Ombudsman
- In office 2 January 1984 – 31 October 1994
- Preceded by: New office
- Succeeded by: Kevin Murphy

Personal details
- Born: 31 October 1927 Mountmellick, Ireland
- Died: 13 April 2008 (aged 80) Dublin, Ireland

= Michael Mills (journalist) =

Irish journalist and first Ombudsman (1927–2008)

Michael Mills (31 October 1927 – 13 April 2008) was an Irish journalist who served as Ireland's first Ombudsman for two terms beginning in 1984. He retired from the office in 1994.

Mills grew up in Mountmellick, County Laois. He initially trained to become a Passionist priest. However, he abandoned that calling after catching tuberculosis to take a junior reporter job with the People newspaper group in Wexford. He turned journalism into a full-time career and worked from 1964 as a reporter for The Irish Press for over twenty years.

When he corrected a mistake in a Dáil speech by Éamon de Valera he was not allowed to report again from the Dáil for seven years. Instead, he practiced drama criticism. Then he was appointed by de Valera's son, Vivion, as political correspondent of the newspaper, and went on to become its political editor.

In 1983, Mills was nominated by the government as Ireland's first Ombudsman, taking office in January 1984. During his two terms in office, Mills investigated complaints from the public about local authorities, government departments and health boards. He retired in 1994 at the age of 67.

He published his memoirs Hurler on the Ditch in 2005, which was also the name of a Teilifís Éireann programme on which he was one of the first panelists in the mid-1960s.

Mills, who lived in Templeogue, died at the age of 80 on 13 April 2008, after a short illness. He was survived by his wife, Bríd, and eight children.

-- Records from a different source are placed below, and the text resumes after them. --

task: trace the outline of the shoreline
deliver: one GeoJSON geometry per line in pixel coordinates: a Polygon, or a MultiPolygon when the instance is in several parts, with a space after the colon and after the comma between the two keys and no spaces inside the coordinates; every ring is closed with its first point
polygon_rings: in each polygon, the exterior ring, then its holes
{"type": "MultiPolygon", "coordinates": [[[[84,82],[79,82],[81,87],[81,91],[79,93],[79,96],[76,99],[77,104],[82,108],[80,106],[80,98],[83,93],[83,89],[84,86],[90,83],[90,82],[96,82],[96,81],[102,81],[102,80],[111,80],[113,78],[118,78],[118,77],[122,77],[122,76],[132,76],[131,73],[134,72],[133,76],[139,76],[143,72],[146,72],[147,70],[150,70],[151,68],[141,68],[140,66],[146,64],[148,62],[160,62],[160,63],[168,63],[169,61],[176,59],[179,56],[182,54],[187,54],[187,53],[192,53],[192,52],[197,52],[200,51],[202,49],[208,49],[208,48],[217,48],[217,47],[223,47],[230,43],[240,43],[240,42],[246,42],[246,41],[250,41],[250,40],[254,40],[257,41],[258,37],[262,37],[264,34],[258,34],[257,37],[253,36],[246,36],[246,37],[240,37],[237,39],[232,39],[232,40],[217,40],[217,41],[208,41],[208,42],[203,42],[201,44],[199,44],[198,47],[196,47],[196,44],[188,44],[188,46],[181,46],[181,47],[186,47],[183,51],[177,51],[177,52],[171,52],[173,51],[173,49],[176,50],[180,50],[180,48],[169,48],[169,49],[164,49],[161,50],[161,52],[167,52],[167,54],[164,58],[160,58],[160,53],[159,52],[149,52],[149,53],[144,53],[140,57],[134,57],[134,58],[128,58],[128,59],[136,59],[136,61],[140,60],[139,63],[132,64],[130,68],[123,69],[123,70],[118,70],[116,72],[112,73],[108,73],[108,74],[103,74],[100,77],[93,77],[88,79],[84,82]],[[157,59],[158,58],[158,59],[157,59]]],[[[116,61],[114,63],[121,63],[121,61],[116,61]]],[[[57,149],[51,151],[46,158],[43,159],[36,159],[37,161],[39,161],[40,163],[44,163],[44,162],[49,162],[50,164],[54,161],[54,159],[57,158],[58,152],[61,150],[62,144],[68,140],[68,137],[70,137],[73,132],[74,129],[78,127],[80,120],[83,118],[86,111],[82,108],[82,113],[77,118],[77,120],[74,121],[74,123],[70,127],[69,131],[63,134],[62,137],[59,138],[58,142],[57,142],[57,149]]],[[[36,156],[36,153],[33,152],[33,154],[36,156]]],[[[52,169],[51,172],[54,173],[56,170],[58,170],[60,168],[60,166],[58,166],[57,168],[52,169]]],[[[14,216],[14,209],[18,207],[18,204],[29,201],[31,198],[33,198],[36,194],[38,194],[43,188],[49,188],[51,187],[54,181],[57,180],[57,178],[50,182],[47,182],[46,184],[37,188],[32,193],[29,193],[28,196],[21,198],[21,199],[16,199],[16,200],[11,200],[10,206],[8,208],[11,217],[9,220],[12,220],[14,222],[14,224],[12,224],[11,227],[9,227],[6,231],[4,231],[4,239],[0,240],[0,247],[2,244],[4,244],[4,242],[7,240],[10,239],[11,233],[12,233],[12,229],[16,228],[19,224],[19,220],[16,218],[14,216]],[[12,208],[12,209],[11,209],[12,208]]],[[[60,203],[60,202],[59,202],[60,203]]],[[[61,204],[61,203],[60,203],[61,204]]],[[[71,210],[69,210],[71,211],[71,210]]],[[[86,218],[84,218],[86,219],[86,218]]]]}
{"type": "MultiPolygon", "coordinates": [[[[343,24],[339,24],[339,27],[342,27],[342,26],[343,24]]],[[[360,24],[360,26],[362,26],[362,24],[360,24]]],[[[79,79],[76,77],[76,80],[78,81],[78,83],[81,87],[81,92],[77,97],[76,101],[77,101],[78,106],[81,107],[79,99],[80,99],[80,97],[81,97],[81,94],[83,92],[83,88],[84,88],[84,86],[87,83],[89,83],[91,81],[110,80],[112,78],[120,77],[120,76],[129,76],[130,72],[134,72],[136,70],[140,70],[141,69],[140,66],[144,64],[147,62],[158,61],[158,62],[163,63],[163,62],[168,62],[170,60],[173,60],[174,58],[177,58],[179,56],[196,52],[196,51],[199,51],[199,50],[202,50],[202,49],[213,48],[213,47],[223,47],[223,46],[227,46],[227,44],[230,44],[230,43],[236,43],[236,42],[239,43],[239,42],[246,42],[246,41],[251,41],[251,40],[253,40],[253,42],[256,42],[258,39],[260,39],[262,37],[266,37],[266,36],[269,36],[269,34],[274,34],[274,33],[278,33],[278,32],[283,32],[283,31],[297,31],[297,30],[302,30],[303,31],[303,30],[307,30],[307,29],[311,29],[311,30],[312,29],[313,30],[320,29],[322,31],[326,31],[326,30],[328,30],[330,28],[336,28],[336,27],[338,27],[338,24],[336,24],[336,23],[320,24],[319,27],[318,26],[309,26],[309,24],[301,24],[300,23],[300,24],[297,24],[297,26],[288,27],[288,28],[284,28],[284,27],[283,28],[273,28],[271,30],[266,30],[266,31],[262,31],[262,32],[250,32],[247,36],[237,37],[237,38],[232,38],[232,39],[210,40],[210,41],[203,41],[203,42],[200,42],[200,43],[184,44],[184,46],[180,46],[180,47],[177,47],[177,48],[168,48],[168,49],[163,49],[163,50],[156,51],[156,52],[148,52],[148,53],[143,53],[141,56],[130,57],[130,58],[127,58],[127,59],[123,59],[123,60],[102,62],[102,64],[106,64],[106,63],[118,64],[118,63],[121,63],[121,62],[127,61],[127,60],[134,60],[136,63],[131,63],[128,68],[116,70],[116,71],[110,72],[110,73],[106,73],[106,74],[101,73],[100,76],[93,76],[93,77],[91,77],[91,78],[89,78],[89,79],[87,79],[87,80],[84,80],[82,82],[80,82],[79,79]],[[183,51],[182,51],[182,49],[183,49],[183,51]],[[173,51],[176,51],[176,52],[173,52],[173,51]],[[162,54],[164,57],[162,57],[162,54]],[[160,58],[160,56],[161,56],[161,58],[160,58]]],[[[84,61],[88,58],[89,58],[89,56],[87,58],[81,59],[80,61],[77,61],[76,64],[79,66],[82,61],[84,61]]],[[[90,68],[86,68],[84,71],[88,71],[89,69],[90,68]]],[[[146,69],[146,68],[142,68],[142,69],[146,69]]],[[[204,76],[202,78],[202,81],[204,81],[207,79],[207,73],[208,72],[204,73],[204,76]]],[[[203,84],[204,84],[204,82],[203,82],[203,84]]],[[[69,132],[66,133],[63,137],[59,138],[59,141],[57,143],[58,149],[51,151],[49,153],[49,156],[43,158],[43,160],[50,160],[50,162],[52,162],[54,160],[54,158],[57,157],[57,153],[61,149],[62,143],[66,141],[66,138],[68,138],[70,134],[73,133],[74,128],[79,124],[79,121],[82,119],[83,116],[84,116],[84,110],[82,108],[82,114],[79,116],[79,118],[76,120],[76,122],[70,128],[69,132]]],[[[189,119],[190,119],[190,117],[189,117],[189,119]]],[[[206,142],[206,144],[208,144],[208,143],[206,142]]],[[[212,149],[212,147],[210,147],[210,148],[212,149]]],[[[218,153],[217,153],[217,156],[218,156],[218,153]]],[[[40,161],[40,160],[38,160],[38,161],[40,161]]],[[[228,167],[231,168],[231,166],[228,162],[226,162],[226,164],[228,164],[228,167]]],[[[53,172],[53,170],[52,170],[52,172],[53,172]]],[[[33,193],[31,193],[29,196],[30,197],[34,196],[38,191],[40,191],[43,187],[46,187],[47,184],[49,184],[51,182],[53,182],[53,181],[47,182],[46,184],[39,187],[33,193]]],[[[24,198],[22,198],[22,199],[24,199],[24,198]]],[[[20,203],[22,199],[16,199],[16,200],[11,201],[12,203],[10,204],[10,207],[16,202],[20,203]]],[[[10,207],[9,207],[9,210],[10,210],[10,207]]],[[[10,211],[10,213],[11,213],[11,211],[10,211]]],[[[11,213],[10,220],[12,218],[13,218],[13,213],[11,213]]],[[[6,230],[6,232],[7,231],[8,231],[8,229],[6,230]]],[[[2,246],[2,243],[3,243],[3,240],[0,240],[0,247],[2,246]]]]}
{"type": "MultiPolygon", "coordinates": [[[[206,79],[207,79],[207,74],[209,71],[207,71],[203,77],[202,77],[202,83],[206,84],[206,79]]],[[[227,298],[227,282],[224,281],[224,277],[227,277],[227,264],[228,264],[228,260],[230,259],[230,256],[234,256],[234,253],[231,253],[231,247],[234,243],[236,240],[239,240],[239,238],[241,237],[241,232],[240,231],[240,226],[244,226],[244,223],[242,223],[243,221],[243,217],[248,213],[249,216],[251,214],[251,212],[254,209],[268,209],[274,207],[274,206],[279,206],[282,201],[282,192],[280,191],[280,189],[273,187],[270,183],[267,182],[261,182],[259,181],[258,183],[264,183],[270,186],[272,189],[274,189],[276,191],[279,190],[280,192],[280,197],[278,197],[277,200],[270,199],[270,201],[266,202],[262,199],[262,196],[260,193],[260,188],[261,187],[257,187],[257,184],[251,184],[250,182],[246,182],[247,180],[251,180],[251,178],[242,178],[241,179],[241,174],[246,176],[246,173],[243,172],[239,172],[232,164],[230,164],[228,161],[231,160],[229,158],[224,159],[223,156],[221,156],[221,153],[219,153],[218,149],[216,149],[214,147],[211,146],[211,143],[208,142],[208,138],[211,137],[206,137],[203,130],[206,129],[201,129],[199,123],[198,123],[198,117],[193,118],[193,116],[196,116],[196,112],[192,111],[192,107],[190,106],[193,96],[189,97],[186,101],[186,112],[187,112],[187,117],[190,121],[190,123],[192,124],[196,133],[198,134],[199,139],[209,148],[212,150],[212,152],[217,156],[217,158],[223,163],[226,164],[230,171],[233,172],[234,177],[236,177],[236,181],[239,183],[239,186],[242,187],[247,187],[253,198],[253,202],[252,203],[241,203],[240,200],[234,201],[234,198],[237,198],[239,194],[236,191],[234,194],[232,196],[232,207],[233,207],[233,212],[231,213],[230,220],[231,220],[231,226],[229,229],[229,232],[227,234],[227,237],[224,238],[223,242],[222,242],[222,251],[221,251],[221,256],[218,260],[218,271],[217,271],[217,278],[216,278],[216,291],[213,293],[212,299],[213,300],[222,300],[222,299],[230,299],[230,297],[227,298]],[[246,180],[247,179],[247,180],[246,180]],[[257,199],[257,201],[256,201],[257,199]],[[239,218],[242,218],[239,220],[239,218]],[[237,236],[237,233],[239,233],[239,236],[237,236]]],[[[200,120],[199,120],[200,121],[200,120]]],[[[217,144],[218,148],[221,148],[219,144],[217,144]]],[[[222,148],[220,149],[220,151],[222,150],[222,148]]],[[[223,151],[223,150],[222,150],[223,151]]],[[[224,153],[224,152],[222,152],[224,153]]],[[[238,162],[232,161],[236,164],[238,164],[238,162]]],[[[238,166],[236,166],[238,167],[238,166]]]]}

Tributes poured in from across Ireland on the news of his death. Former taoiseach Bertie Ahern called him a respected public servant and one of Ireland's finest journalists. Ombudsman Emily O'Reilly said that Mills laid the groundwork for the future and growth of the office she then occupied. Tributes were also paid by the Irish Human Rights Commission and the Children's Rights Alliance.

== Works ==
- "Hurler on the Ditch: From Journalist to Ombudsman" (2005)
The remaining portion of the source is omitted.